Ketekunan adalah apa yang hilang dari tanah berbatu ketika ujian datang. Ketekunan adalah apa yang hilang dari tanah berduri ketika godaan dunia menarik. Ketekunan adalah disiplin rohani yang memastikan bahwa benih yang telah ditanam tidak terlepas dari akarnya dan tidak dicekik di tengah pertumbuhannya. Karena pertumbuhan rohani bukanlah sprint, melainkan maraton. Bukan ledakan emosional sesaat, melainkan kesetiaan yang berkelanjutan hari demi hari, tahun demi tahun, dekade demi dekade.

Di zaman yang menuntut segala sesuatu secara instan ini, ketekunan menjadi kebajikan yang semakin langka namun semakin krusial. Kita hidup dalam budaya yang mengharapkan hasil rohani seperti memesan makanan cepat saji: cepat, mudah, tanpa proses yang merepotkan. Kita ingin transformasi karakter tanpa disiplin spiritual. Kita ingin kedewasaan rohani tanpa pergumulan yang menyakitkan. Kita ingin panen seratus kali lipat tanpa musim-musim kering yang menguji kesetiaan kita. Namun Yesus dengan tegas mengatakan: tidak ada jalan pintas menuju kehidupan yang berbuah. Jalannya adalah ketekunan.

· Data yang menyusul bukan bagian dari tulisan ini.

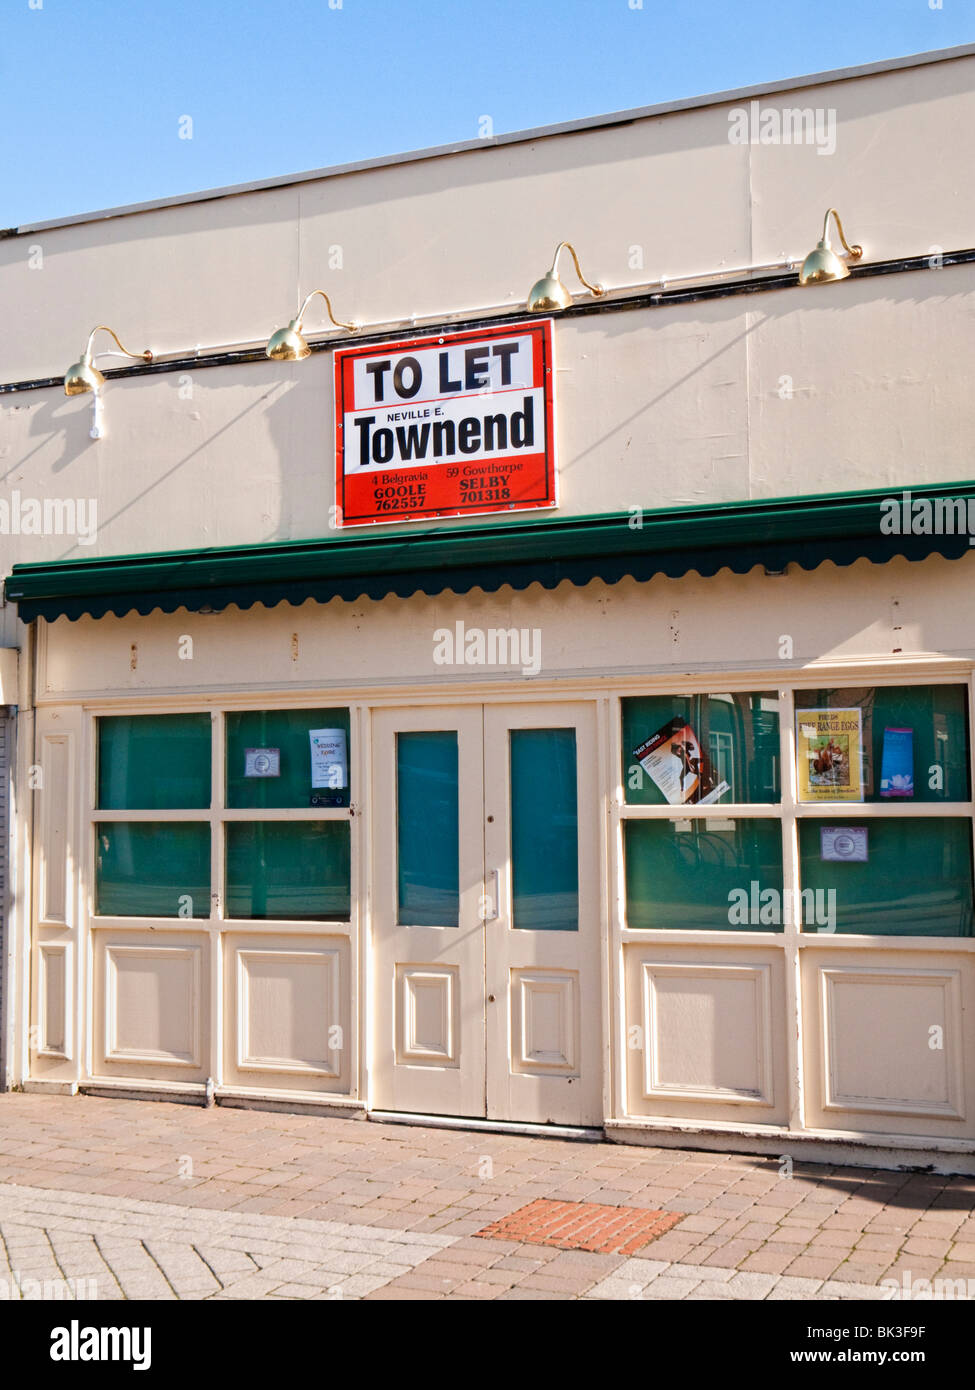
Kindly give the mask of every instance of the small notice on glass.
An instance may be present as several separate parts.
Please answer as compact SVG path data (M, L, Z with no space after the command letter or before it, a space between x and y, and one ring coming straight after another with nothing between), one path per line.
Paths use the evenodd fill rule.
M819 857L836 864L865 864L867 862L866 827L820 826Z
M347 787L349 759L344 729L309 729L311 784L313 787Z
M280 748L245 748L245 749L244 749L244 776L245 776L245 777L280 777L280 776L281 776L281 749L280 749Z

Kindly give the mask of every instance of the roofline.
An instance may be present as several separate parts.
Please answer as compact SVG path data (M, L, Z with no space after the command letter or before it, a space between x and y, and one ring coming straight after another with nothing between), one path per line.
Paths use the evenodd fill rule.
M243 193L259 193L271 188L287 188L293 184L313 183L319 179L337 178L343 174L362 173L367 169L391 168L397 164L412 164L422 159L441 159L446 155L493 149L501 145L524 144L530 140L544 140L554 135L571 135L577 131L628 125L633 121L646 120L653 116L668 116L679 111L721 106L727 102L767 96L773 92L792 92L803 87L818 87L832 82L849 82L857 77L871 77L876 73L896 72L904 68L952 62L958 58L969 58L973 55L975 55L975 43L959 44L955 48L933 49L929 52L909 54L903 58L886 58L882 62L865 63L859 67L834 68L826 72L809 73L803 77L790 77L783 81L762 82L752 87L735 87L724 92L711 92L705 96L683 97L679 101L659 102L654 106L635 106L626 111L614 111L602 116L587 116L582 120L562 121L557 125L534 126L528 130L512 131L507 135L458 140L447 145L431 145L427 149L383 155L378 159L361 159L349 164L333 164L325 169L310 169L301 174L285 174L277 178L255 179L249 183L229 184L224 188L208 188L196 193L181 193L171 198L154 198L145 203L130 203L122 207L105 208L98 212L77 213L72 217L53 218L47 222L27 222L22 226L0 230L0 238L46 232L56 227L73 227L80 223L99 222L112 217L131 217L136 213L155 212L160 208L180 207L186 203L205 203L217 198L234 198Z

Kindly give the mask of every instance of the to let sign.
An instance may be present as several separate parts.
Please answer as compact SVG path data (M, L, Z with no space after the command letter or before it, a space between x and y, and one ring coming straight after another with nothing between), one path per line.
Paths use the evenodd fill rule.
M344 526L556 505L552 320L335 352Z

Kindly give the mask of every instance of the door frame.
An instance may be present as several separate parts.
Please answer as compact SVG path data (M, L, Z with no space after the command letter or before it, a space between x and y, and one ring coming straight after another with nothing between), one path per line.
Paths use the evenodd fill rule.
M602 1114L604 1120L614 1114L615 1078L613 1065L615 1049L613 1032L616 1025L617 1010L613 1001L617 970L613 957L613 921L617 912L614 896L618 892L618 885L612 876L610 837L615 806L614 788L619 781L619 775L617 773L614 778L610 772L610 758L613 748L610 721L613 698L594 689L591 680L588 679L554 684L546 682L544 685L540 682L539 686L541 688L533 688L531 691L526 690L524 685L513 687L508 682L505 682L500 689L496 686L485 687L483 684L473 682L462 689L452 688L449 684L440 685L435 690L397 687L395 693L384 693L379 697L361 692L355 701L361 713L361 738L359 741L361 799L356 805L356 811L357 814L364 815L367 819L366 834L363 836L360 856L358 884L362 905L360 920L363 933L359 976L360 1055L363 1062L360 1095L367 1113L383 1110L383 1106L378 1101L377 1088L379 1051L376 1035L378 981L376 978L377 922L374 876L377 847L374 834L374 808L371 801L374 789L376 716L391 710L412 711L414 713L421 710L435 712L443 708L454 709L464 706L481 707L486 715L488 709L495 706L524 706L527 710L529 707L544 705L557 711L560 705L586 705L591 709L594 720L592 780L595 791L593 814L596 817L596 825L593 834L598 897L595 915L598 918L599 935L596 953L599 978L594 985L591 1006L593 1014L598 1020L596 1026L599 1029ZM429 727L433 727L433 725ZM403 1113L406 1116L410 1112ZM417 1114L417 1118L421 1117ZM492 1125L504 1128L506 1124L518 1123L491 1119L472 1119L469 1122L478 1128L491 1128ZM464 1117L459 1117L457 1123L463 1125ZM575 1127L579 1128L580 1131L588 1128L582 1125Z

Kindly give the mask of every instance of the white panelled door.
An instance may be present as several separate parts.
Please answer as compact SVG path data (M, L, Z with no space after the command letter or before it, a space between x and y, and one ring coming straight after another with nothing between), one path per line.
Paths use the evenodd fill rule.
M373 715L373 1105L602 1123L594 707Z

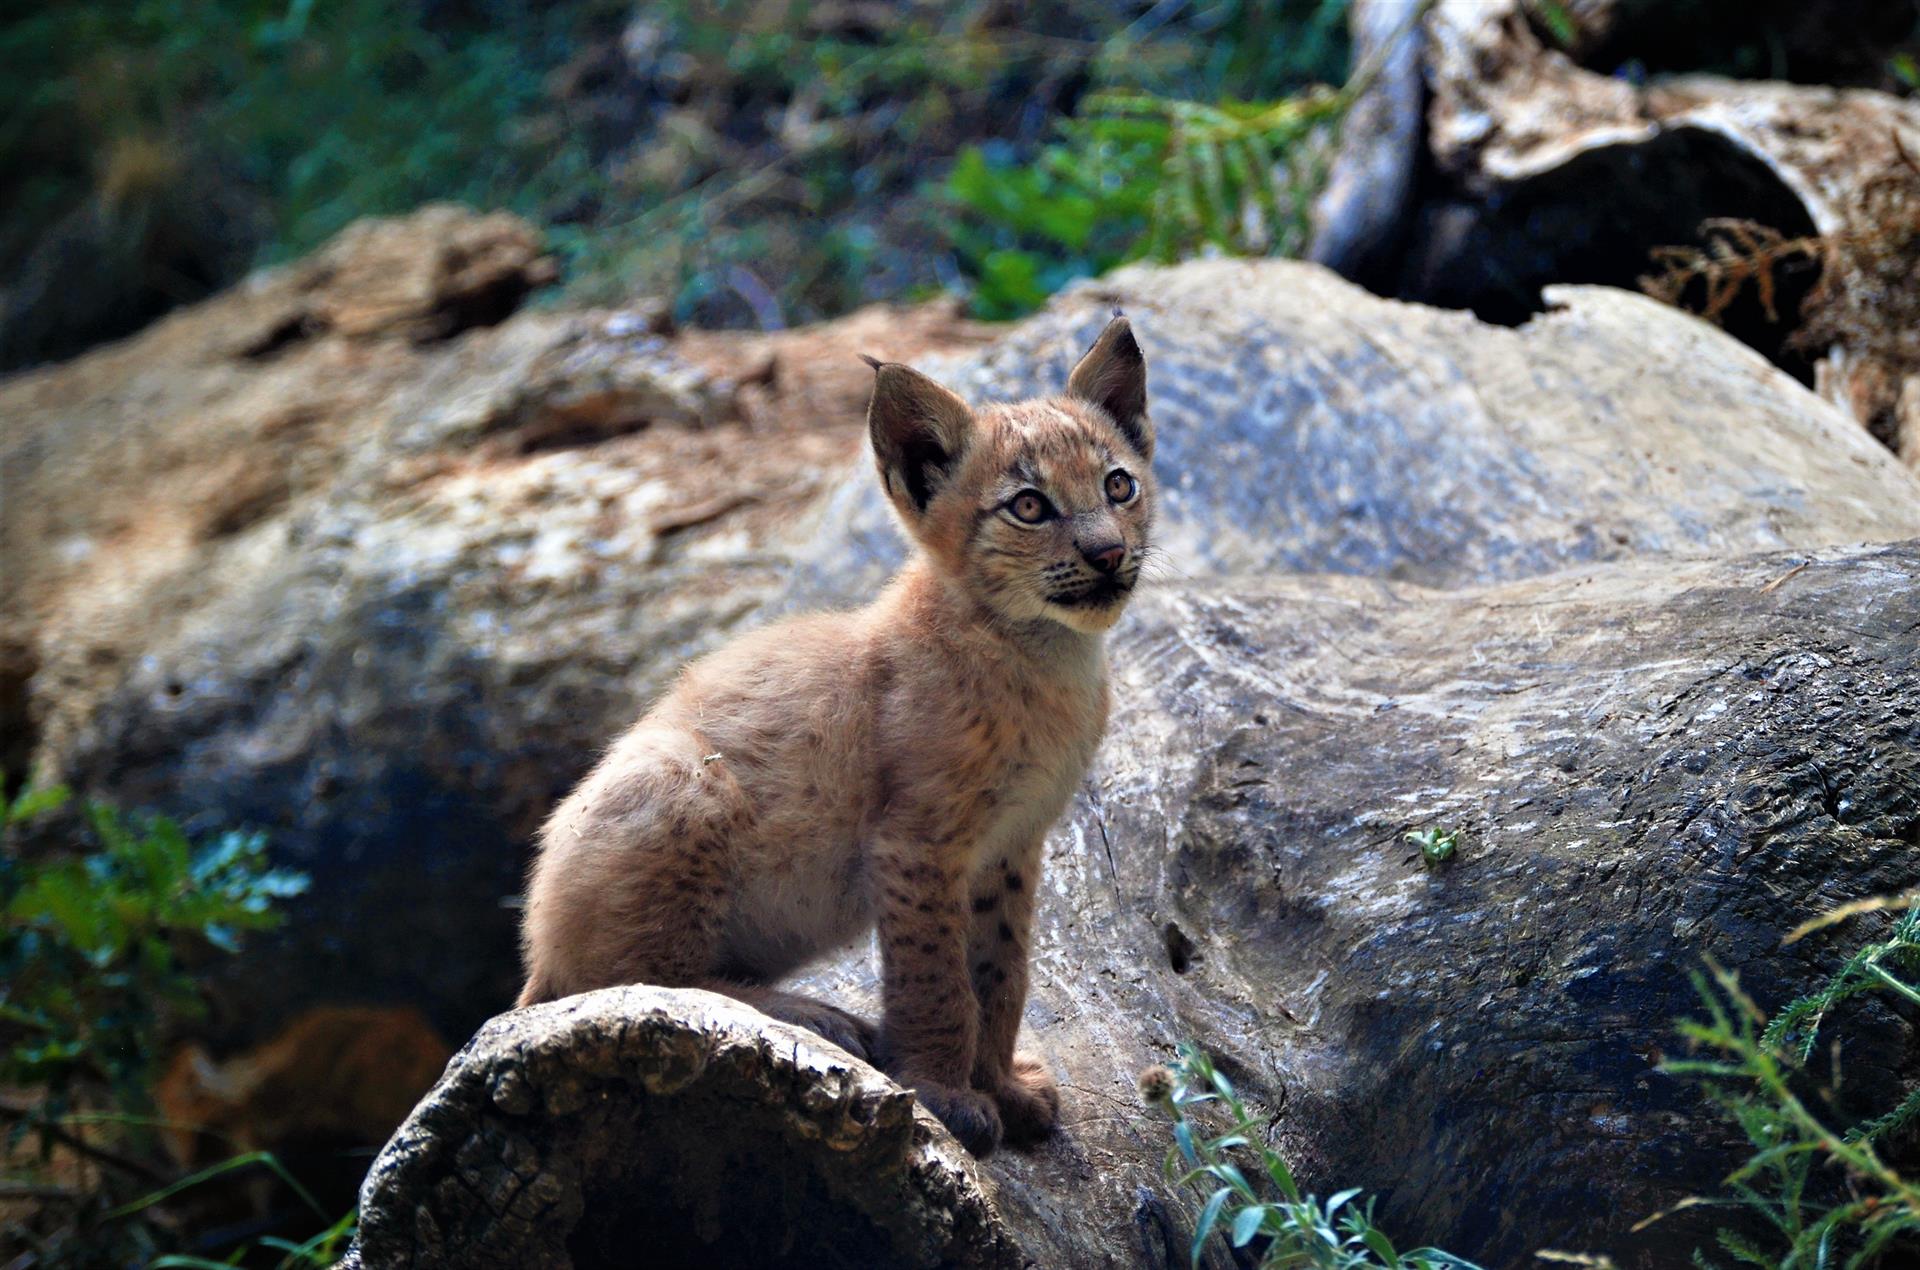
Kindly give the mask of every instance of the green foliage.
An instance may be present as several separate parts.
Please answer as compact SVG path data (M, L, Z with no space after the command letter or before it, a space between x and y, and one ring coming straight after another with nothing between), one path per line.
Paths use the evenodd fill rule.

Saya ingin mengajak kita semua untuk melakukan diagnosis diri yang jujur pagi ini. Di manakah posisi hati kita? Apakah kita adalah tanah pinggir jalan yang keras, yang mendengar Firman minggu demi minggu namun tidak pernah membiarkannya meresap? Apakah kita adalah tanah berbatu yang antusias pada momen-momen spiritual yang tinggi, namun goyah ketika harga pemuridan harus dibayar? Atau apakah kita adalah tanah berduri, yang tampaknya bertumbuh namun sesungguhnya sedang tercekik perlahan oleh ambisi duniawi, kesibukan yang tidak terkendali, atau percintaan pada kenyamanan material?

Pertanyaan yang paling tajam adalah untuk kita yang telah lama percaya, yang telah bertahun-tahun duduk di bangku gereja: sudahkah kita berbuah? Karena Yesus tidak memanggil kita untuk menjadi pendengar Firman yang profesional, melainkan pelaku yang berbuah. Dan buah itu, menurut Yesus, hanya muncul dalam konteks ketekunan. Buah itu adalah transformasi karakter yang nyata, pelayanan yang setia, kehidupan yang memuliakan Allah dalam setiap detail keseharian kita, bahkan ketika tidak ada yang melihat, bahkan ketika tidak ada yang bertepuk tangan.

Kabar baiknya adalah bahwa jenis tanah kita bukanlah takdir yang tidak dapat diubah. Hati dapat dipersiapkan. Tanah dapat diolah. Batu-batu dapat disingkirkan. Duri-duri dapat dicabut. Namun ini menuntut kesengajaan, komitmen, dan ya, ketekunan itu sendiri. Kita harus secara aktif menjaga hati kita, mengalokasikan waktu berkualitas untuk mendengarkan dan merenungkan Firman, berpegang teguh pada kebenaran walau menghadapi ujian, dan fokus pada buah kekal yang dapat dipersembahkan kepada Kristus, bukan pada kenikmatan sementara yang ditawarkan dunia.

Izinkan saya menutup dengan sebuah janji yang indah. Yesus berkata bahwa tanah yang baik menghasilkan buah seratus kali lipat. Ini bukan hasil yang biasa, ini adalah kelimpahan supernatural. Ini adalah bukti bahwa ketika kita setia mempersiapkan hati kita dan bertekun dalam Firman, Allah bekerja melampaui kapasitas natural kita. Kuasa-Nya disempurnakan dalam kelemahan kita. Roh Kudus-Nya menghasilkan buah yang tidak mungkin kita hasilkan sendiri.

Maka hari ini, saudara-saudari, marilah kita memutuskan untuk menjadi tanah yang baik. Bukan karena kita sempurna, tetapi karena kita bersedia. Bukan karena kita kuat, tetapi karena kita setia. Marilah kita menyambut Firman Allah dengan hati yang rendah hati, menyimpannya dengan tekun, dan menghasilkan buah dalam ketekunan yang tidak pernah menyerah. Karena inilah kehidupan yang Kristus panggil kita untuk jalani: kehidupan yang berbuah, berkelimpahan, dan kekal. Amin.